Guest Column | March 6, 2025

Machine Learning And The Future Of Water Quality Monitoring

By Andrew Salveson, PE, Kate Newhart, PhD, and Kyle Thompson, PhD, PE

0325-Carollo

Aided by “soft sensors,” machine learning is revolutionizing monitoring and powering real-time predictions.

Machine learning (ML), a branch of artificial intelligence, is transforming how we monitor and manage water quality. At the forefront of this innovation are soft sensors — not physical devices, but intelligent algorithms that predict slow or expensive-to-measure water quality variables using readily-available data. This breakthrough is reducing monitoring costs and enabling more adaptive treatment processes.

Carollo is pioneering the application of these technologies in water treatment facilities across North America. In this article, we explore two case studies that showcase how ML is reshaping water quality monitoring in potable water reuse systems.

Predicting Total Organic Carbon In Virginia

Imagine being able to predict water quality faster than traditional methods allow. That’s exactly what the Hampton Roads Sanitation District (HRSD) has achieved at the SWIFT Research Center in Virginia.

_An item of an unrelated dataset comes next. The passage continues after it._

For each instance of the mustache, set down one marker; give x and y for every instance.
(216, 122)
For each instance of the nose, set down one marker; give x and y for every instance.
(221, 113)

Total organic carbon (TOC) is a critical parameter for controlling ozone dosing in carbon-based reuse systems. Typically, TOC is measured less frequently than ozone levels, which could lead to less responsive control. Our solution? An ML-powered soft sensor for TOC.

Using three months of historical data from HRSD’s SWIFT Research Center, a 1-MGD carbon-based reuse demonstration facility, Carollo developed a model that predicts TOC levels with remarkable accuracy. A boosted trees (bstTree) model outperformed the last-known value — a linear model with a root mean square error (RMSE) of 0.709 mg/L — by achieving an RMSE of 0.349 mg/L.

The model’s success was based on a comprehensive data set that included measurements at five-minute intervals for 37 water quality and operational variables. Our team extracted 749 TOC measurements and paired them with predictive features such as UV transmittance, pH, and ammonia.

This translates to more precise and responsive ozone dosing, which could lead to significant energy savings and more effective water treatment.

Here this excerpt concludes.